Later, Dad explains he’s a newly promoted General transferred to the Pacific from England where he had been directing the American Air Corps bombing of Germany. Now he’s become the commander of a new Air Force tasked with bombing Japan. He means to
end the war by bombing Japan as a news reporters later wrote “…into the stone age.” It
may have been General Curtis LeMay.

Several weeks later, Col. DeGraf is also transferred to the Pacific. He invites Dad to watch him leave Westover. Dad brings me. We watch as DeGraf hoists himself upward into the cockpit of a bomber called a B-25 where he checks his instruments, opens the cockpit window and waves goodbye. Minutes later, he taxis the bomber to his runway and flies away, Dad takes me to school, and himself back to his office. I wonder now, did DeGraf invite us to see his departure thinking it would make us understand the significance of his military obligation to serve his country?

My boyhood recollections are with me still. The wartime acts of our parents and their peers seem to have shaped my own priorities, albeit in lesser ways than those of The Greatest Generation.
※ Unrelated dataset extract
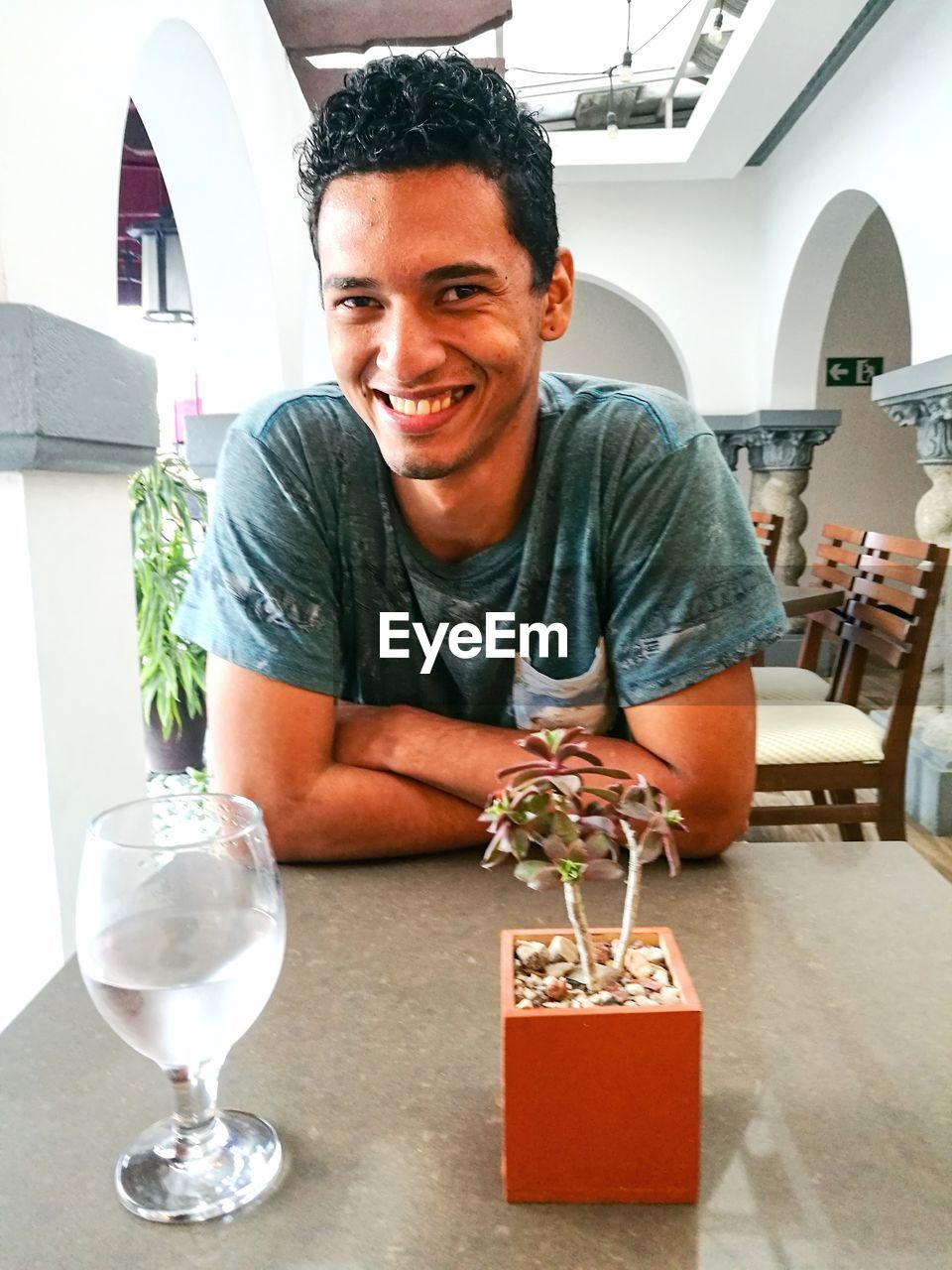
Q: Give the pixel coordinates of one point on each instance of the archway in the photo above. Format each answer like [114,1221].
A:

Would a vaccination shot or acceptance of an election have been as worthy a citizenship duty today as those of the Westover era or the attack on the World Trade Towers 9/11? To me they would. When faced with the kind of threat exemplified by the likes of Hitler, Hirohito or an Osama bin Laden, Americans seem to grasp the duty asked by the Constitution. Now, however, citizenship has become wishy washy. The sense of obligation, allegiance, duty to our fellow citizens has become forgotten. Lazily, we just turn on the TV to another football game or streaming video episode. Freedom of choice gets top billing, not the responsibility that accompanies that freedom. But one another’s safety has priority in our law and charter. We are not supposed to yell fire in a crowded theater.

We were the first country created as a democracy, having a government to serve not a king but “of the people, by the people, for the people.” Those people are us. When we preserve an idea like life, liberty & happiness we should recognize that life was the first of the Constitution’s priorities, second liberty, and third happiness. Liberty follows when each of us can live, shop, dine, and enjoy our families without fear of deadly disease. And election voting rules defined by law protect us from fraud.